A 37 ans, elle gère et relit les papiers d’une équipe exclusivement masculine (une dizaine de journalistes dans la capitale et des correspondants régionaux). Les femmes journalistes du début ont quitté les locaux du 348, Kennedy avenue Ouest. Car il faut assumer les heures de travail, les bouclages qui se terminent jusque tard dans la nuit, voire au petit matin. Hindou, mère de deux petits enfants, en sait quelque chose. Mais depuis 1990, date à laquelle elle a laissé tomber sa carrière de prof, elle ne se voit pas faire autre chose qu’écrire.

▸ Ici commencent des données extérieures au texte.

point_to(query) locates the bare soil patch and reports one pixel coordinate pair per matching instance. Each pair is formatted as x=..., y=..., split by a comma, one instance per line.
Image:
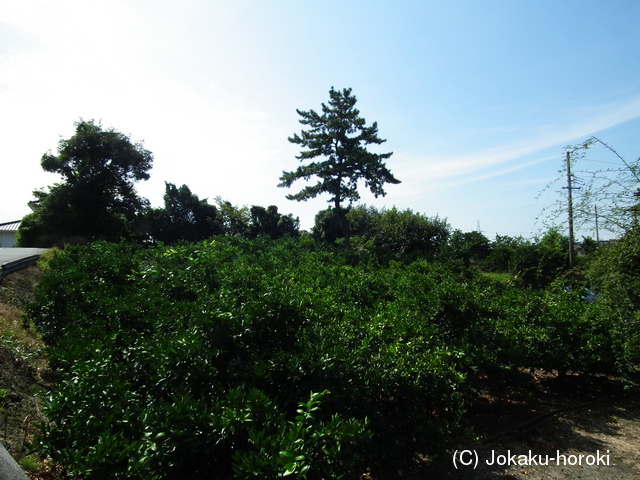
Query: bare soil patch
x=538, y=426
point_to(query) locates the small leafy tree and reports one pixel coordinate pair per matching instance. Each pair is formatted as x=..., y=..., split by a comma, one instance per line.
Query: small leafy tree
x=608, y=196
x=340, y=136
x=268, y=221
x=184, y=217
x=96, y=199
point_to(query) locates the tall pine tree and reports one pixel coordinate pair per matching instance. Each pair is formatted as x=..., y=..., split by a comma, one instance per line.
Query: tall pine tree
x=338, y=137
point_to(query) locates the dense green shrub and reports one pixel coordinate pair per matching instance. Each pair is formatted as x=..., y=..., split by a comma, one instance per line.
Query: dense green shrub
x=216, y=359
x=614, y=274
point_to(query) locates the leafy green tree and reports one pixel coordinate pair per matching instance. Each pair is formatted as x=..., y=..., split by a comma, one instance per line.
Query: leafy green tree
x=96, y=198
x=614, y=274
x=184, y=217
x=338, y=136
x=392, y=232
x=607, y=196
x=235, y=220
x=468, y=246
x=268, y=221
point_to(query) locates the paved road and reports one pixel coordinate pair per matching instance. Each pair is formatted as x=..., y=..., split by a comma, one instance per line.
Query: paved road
x=11, y=254
x=14, y=259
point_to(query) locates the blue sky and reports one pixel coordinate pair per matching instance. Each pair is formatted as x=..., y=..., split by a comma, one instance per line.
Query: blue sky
x=476, y=99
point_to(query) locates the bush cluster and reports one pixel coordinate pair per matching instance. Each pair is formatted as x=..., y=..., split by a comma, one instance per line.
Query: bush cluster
x=238, y=358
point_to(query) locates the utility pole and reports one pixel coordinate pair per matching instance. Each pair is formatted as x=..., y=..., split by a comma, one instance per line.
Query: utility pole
x=570, y=188
x=595, y=209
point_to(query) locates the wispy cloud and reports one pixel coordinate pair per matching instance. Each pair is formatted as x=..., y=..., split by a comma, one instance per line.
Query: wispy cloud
x=585, y=123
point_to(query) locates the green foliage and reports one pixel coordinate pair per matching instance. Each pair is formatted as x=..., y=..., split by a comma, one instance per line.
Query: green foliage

Créer le débat et la contradiction
Hindou est partie prenante des premiers combats de la presse libre et indépendante dans son pays. Avec un groupe d’amis, elle est au coeur de Mauritanie aujourd’hui en 1990, d’Al Bayane, de 1991 à 1993 et enfin du Calame, fondé par les journalistes eux-mêmes, sans financements extérieurs. Un démarrage de zéro dans un environnement difficile : presse d’opinion inexistante et peu professionnalisée, absence de cadre institutionnel pour les entreprises de presse, loi sur la censure contraignante, exemples de journaux qui ferment pour ne jamais rouvrir et faiblesse du marché (2 millions d’habitants dont 60% d’analphabètes).
Le Calame tire à 3 000 exemplaires, version arabe (le dimanche) et française (le mercredi) confondues. Son prix au numéro, 200 ouguiyas, est relativement élevé par rapport au revenu moyen, ce qui fait qu’un exemplaire passe au moins entre les mains d’une dizaine de personnes. Hindou peut se féliciter avec cet hebdomadaire de » créer le débat, la contradiction et les instruments nécessaires pour que les gens aient une opinion sur des questions essentielles liées à leur avenir, comme l’école « . » Le rôle de la presse, c’est d’aider les gens à penser globalement, au-delà du groupe restreint, de la famille, de la tribu, à penser dans un cadre national « , dit-elle encore.
Femmes des années 2003
Passionnée par cette tâche ardue de se battre pour » le principe de l’existence d’un espace d’expression, vital pour la démocratie « , Hindou reconnaît bénéficier d’une marge de liberté relativement importante. Bien que seule rédactrice en chef de la place (il n’existe que quelques directrices de publication), son parcours atypique est bien accepté par ses pères et ses pairs. Après avoir fréquenté différents lycées dans la vallée du fleuve (son père, fonctionnaire, fait bouger sa famille avec lui), c’est à Nouakchott qu’elle entame et termine ses études universitaires, avant d’être professeur de langues et d’histoire.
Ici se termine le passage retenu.